In some ways, Quakerism itself is to blame for the variety of Friends it's bloomed.

Founded by George Fox in England during the 1640s, early Quakerism eschewed the creeds, sacraments and hierarchies of the established Christian churches. Instead, Quakers preached that the "inner light of God" avails itself to all. Instead of church services, many held "meetings" in which believers waited in expectant silence for the still small voice of the divine.

But with this radical trust in individual revelation, however, came the question of separating the truly God-inspired from the hobgoblins of human imagination.

Quakers past and present insist revelations are tested against the discernment of the community. But that leads to questions about what the community uses to gauge truth, said Quaker historian Thomas Hamm, of Indiana's Earlham College. Should it be Scripture? Quaker history? The leading of elders? The Holy Spirit?

"In a lot of cases, Friends want to try to avoid those kinds of discussions partly because they're afraid of the tensions they create,"

Hamm said. "Because if you think the essence of the faith is seeking after your own light, how could you possibly impose your light on someone else?"

The roughly 100,000 Quakers in the U.S. haven't entirely avoided those discussions, however, and Friends now split into four main branches. Three are explicitly Christian; the more liberal fourth branch is less emphatic about its Christian identity.

Across the board, Quakers embrace a variety of theologies and practices. About one-third of Quakers, for example, hold mostly silent, "unprogrammed" meetings each Sunday, meaning no music, sermon or liturgy.

The majority of Quakers belong to "pastoral" meetings or churches, which have assimilated by degrees into mainstream Protestant culture, with praise bands and pastors.

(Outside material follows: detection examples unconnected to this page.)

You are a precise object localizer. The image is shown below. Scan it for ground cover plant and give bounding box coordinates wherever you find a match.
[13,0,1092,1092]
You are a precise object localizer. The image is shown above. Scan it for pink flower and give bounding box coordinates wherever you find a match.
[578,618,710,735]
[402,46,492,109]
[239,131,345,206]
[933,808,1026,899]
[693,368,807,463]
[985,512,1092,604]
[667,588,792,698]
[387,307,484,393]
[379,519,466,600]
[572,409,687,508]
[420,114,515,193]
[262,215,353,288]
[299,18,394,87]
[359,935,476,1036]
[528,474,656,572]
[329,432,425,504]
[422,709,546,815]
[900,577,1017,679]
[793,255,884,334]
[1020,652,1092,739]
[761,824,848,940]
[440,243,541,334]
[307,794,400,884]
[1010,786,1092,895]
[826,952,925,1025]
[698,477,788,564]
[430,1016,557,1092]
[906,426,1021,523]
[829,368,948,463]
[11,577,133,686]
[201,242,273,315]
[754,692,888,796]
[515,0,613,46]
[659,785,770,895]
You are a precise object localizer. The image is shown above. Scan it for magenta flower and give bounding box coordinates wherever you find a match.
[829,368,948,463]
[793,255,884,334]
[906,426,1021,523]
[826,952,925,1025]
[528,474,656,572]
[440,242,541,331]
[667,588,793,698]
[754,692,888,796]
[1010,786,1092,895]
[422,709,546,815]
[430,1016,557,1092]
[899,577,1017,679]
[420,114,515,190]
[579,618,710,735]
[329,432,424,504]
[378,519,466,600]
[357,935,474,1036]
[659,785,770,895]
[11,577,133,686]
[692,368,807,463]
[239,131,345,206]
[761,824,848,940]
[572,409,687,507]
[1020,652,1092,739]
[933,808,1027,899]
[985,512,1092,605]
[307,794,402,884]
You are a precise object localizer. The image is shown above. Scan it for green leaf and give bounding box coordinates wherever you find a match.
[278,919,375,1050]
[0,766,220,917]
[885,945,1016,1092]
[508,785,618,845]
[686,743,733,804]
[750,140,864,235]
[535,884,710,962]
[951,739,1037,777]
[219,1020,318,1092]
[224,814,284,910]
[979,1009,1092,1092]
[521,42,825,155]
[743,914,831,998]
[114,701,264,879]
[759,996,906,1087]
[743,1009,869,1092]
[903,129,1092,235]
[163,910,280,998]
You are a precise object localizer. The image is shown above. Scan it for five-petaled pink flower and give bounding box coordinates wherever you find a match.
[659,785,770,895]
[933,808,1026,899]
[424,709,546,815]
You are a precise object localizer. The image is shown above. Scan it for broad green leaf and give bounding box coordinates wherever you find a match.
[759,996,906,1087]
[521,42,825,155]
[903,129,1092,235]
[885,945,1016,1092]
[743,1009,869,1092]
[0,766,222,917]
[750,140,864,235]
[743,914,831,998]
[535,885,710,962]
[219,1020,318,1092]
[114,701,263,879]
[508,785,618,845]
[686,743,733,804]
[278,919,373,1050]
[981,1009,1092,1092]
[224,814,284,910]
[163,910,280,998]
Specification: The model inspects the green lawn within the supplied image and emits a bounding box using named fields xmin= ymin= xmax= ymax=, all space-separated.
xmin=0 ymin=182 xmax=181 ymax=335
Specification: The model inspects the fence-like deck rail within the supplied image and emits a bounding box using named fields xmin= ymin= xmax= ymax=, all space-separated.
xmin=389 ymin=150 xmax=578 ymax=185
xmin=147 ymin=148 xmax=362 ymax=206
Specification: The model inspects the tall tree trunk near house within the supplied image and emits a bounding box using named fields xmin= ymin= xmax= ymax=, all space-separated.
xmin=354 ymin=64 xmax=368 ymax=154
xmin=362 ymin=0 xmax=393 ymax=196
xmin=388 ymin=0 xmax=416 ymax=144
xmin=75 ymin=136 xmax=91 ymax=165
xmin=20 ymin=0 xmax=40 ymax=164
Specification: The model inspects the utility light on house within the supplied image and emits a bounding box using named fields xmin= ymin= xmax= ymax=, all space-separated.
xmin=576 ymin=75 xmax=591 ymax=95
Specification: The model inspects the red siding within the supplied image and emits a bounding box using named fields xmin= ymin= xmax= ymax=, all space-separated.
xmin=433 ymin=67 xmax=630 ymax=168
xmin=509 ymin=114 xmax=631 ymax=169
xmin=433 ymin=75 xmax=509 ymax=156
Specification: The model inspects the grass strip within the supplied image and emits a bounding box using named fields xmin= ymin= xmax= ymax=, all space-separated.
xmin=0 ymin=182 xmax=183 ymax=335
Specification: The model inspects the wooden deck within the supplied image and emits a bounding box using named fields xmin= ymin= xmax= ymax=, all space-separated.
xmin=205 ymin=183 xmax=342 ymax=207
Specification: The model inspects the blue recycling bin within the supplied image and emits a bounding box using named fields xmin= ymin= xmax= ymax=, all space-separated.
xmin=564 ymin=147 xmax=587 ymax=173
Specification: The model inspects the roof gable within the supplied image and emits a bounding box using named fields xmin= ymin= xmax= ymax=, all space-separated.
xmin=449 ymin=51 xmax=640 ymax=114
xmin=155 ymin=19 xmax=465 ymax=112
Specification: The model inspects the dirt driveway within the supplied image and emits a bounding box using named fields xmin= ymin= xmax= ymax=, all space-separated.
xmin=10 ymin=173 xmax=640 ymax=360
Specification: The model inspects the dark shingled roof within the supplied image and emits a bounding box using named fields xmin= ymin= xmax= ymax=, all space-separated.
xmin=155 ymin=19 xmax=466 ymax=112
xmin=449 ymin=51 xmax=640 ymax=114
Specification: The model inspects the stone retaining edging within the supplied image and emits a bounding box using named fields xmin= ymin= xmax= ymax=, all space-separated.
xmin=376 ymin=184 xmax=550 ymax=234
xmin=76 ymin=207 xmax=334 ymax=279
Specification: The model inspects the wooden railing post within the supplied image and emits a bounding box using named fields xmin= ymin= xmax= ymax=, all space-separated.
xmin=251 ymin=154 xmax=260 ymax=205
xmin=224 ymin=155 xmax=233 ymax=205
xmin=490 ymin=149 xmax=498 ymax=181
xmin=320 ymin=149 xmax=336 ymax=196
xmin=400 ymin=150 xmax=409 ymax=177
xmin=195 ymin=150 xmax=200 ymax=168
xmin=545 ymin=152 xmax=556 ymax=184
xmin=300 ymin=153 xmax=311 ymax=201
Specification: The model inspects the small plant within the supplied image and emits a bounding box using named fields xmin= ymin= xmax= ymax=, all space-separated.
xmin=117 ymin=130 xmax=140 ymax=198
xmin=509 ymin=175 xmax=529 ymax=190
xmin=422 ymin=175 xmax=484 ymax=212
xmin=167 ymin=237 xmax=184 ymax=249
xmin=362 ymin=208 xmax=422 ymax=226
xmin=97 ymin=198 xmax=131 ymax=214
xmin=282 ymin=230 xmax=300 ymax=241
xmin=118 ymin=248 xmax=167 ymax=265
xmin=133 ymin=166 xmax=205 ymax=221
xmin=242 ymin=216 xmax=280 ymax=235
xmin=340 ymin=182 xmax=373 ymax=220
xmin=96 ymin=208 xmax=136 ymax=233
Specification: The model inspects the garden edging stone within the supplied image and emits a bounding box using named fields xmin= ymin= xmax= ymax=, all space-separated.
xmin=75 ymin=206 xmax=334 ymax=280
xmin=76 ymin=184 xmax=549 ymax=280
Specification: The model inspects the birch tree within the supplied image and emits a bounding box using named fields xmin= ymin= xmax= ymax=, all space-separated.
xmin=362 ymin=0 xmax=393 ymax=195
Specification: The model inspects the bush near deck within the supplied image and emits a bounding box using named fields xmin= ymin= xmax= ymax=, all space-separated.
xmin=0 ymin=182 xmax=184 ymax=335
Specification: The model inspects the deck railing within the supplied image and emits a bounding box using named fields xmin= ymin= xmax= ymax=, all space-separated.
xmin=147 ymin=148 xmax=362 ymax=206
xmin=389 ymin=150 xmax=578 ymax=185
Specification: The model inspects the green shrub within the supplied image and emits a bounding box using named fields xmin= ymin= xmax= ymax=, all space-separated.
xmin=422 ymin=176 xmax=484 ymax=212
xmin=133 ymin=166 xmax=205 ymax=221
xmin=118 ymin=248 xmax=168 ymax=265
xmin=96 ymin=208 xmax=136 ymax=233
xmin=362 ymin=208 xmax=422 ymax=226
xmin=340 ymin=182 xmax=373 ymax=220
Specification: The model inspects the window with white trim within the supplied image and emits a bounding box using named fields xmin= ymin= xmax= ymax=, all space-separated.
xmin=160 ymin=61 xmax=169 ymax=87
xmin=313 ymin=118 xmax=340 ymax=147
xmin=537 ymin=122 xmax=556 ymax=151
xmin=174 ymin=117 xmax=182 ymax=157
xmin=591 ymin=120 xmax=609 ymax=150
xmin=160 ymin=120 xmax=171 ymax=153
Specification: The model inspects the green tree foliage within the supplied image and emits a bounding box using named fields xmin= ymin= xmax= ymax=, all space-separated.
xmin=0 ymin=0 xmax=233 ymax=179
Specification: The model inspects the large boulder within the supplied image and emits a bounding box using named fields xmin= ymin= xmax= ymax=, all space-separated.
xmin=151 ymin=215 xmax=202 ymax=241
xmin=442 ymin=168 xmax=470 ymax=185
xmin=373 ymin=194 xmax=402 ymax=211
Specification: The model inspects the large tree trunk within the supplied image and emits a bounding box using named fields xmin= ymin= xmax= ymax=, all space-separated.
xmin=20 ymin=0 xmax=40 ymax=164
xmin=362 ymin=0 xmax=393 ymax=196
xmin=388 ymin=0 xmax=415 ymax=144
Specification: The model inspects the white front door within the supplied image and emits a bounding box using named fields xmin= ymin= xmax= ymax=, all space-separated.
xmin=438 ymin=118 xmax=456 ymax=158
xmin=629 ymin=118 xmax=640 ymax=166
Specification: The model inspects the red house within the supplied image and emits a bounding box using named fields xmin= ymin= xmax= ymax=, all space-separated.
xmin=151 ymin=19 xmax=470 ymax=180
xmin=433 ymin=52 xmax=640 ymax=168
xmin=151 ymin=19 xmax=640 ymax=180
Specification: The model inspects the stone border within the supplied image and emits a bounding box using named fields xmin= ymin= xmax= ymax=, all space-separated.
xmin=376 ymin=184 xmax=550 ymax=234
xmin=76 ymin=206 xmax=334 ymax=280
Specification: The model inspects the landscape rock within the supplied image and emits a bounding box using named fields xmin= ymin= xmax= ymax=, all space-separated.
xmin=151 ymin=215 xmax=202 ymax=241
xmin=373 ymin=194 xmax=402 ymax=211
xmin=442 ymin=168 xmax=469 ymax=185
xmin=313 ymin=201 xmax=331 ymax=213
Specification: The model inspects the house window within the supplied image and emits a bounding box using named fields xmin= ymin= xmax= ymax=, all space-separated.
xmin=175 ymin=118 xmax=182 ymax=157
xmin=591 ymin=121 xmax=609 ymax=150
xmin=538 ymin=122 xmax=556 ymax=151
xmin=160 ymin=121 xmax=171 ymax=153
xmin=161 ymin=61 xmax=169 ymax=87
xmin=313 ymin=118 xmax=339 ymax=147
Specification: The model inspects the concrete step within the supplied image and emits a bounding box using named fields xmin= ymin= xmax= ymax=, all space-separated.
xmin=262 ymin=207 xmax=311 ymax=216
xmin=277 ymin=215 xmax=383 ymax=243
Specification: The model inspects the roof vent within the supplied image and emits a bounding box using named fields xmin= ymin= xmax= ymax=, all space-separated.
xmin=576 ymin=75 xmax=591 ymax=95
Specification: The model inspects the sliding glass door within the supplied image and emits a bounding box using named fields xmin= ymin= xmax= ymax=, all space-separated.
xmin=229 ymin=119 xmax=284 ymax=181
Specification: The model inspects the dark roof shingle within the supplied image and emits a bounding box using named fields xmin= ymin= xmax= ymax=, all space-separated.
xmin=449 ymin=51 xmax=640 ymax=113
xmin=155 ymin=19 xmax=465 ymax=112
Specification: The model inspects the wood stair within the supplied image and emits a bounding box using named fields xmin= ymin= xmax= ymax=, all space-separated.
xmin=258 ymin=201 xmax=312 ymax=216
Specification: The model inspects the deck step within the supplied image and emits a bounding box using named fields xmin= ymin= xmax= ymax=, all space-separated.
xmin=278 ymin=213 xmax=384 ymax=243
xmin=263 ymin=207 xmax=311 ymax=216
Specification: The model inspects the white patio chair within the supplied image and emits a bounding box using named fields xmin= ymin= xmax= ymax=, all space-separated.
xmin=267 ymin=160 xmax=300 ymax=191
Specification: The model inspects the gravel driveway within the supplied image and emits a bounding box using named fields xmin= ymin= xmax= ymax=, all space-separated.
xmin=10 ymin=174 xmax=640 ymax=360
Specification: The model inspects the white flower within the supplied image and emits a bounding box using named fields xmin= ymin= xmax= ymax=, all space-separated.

Liberal Quakers, who shade into pantheism and even atheism, say that early Quakers used the religious language of their time -- Christianity

-- to express their revelations. Quakers now "have more light" and can move past those revelations, they say.

On the other hand, Bible-believing evangelical Friends say some Quaker peculiarities, such as the lack of sacraments, should be jettisoned in order to reach potential converts.

Each side is exerting an almost gravitational pull toward the extremes, according to Friends.

"We're a small planet and we're circling two different suns," said Healton, the Sacramento preacher.

Robin Mohr, 39, a San Francisco Quaker, said the Quaker planet may be swinging away from "Quakerism-means-you-can-believe-what-you want" and back to a more Christ-centered orbit.

Mohr and others are using blogs to foster a "convergent" -- short for "conservative" and "emergent" -- movement that combines the best elements of Quaker tradition and the postmodern methods of the "emerging churches."

"I see convergent friends as people who are becoming more serious about Quakerism," Mohr said, "and not about syncretizing other religions into Quakerism."

Even so-called "hyphenated Friends," such as the Pagan-Quaker Cat Chapin-Bishop, say that "Christianity is the native language for Friends and that's the language that 350 years of wisdom is expressed in.

"I have to speak that language even if it's not the language that the spirit speaks to me."

Whatever language Quakers speak, says John Vogel-Borne, 54, a lifelong Friend from Cambridge, Mass., they must lift their voices.

"We have had a significant impact on the world," he said. "And we can still do so. We bring a particular spiritual light to the way the world is today."